If you don’t think I’m looking cool, compare it to what I normally look like:
Looking normal, apparently
Here I am still looking cool even though the cat has peed in my slippers:
Looking, ahem, cool under duress
As it turns out, the sunglasses are not an Internet Thing. Nor are they electronic in any way. They are sunglasses.
You can just imagine the deadpan response from the person on the helpline if I’d made that support call. “There’s a code printed on each pair.
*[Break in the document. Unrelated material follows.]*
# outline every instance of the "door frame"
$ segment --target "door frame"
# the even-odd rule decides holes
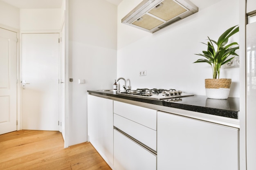
[[[21,128],[21,117],[20,117],[20,89],[19,88],[19,83],[20,82],[20,33],[19,30],[17,29],[16,29],[12,28],[10,26],[7,26],[7,25],[3,25],[2,24],[0,24],[0,28],[1,28],[3,29],[6,29],[7,30],[9,30],[11,31],[17,33],[17,39],[18,40],[18,42],[17,43],[17,54],[16,54],[16,57],[17,57],[17,62],[16,64],[16,67],[17,68],[17,101],[16,101],[16,104],[17,104],[17,111],[16,111],[16,117],[17,117],[17,122],[18,124],[16,125],[16,130],[19,130]]]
Enter the code on the website. Download the MP3s. Put them on your iPod. Listen to them. Can I be of further assistance.” <click> wurrrrrrrrrrrrr…
If the sunglasses were an Internet Thing, they wouldn’t play audio, they’d self-adjust the darkness of the lenses according to the weather forecast. Some say that’s a good thing, and it may be so.
My problem is that my self-aware web specs won’t be picking up any Wi-Fi on the beach. So instead of being an Internet Thing, they will become ordinary sunglasses again. Or do I have to purchase a 4G subscription for my specs for unbroken coverage?
What next? Internet shoes? Auto-calibrating Y-fronts? Capacitive sensing toilet paper?
Given the troubles I am having getting a decent Internet pipe installed at work (see last week’s column), the whole point of an Internet of Things is blunted right from the start. Without reliable Internet access, half the stuff wouldn’t work and the rest would run at a crawl. I’d walk into the room and have to fart really slowly in order to put the lights on – which is an interesting challenge when you’re trying to illuminate a large open-plan area.
Good job the Internet windows will then open automatically. Always a silver lining, eh? ®
Alistair Dabbs is a freelance technology tart, juggling IT journalism, editorial training and digital publishing. By having his photo published here showing him wearing TI shades, Alistair now rubs shoulders with the likes of Snoop Dog. How thrilled Snoop must be to learn this.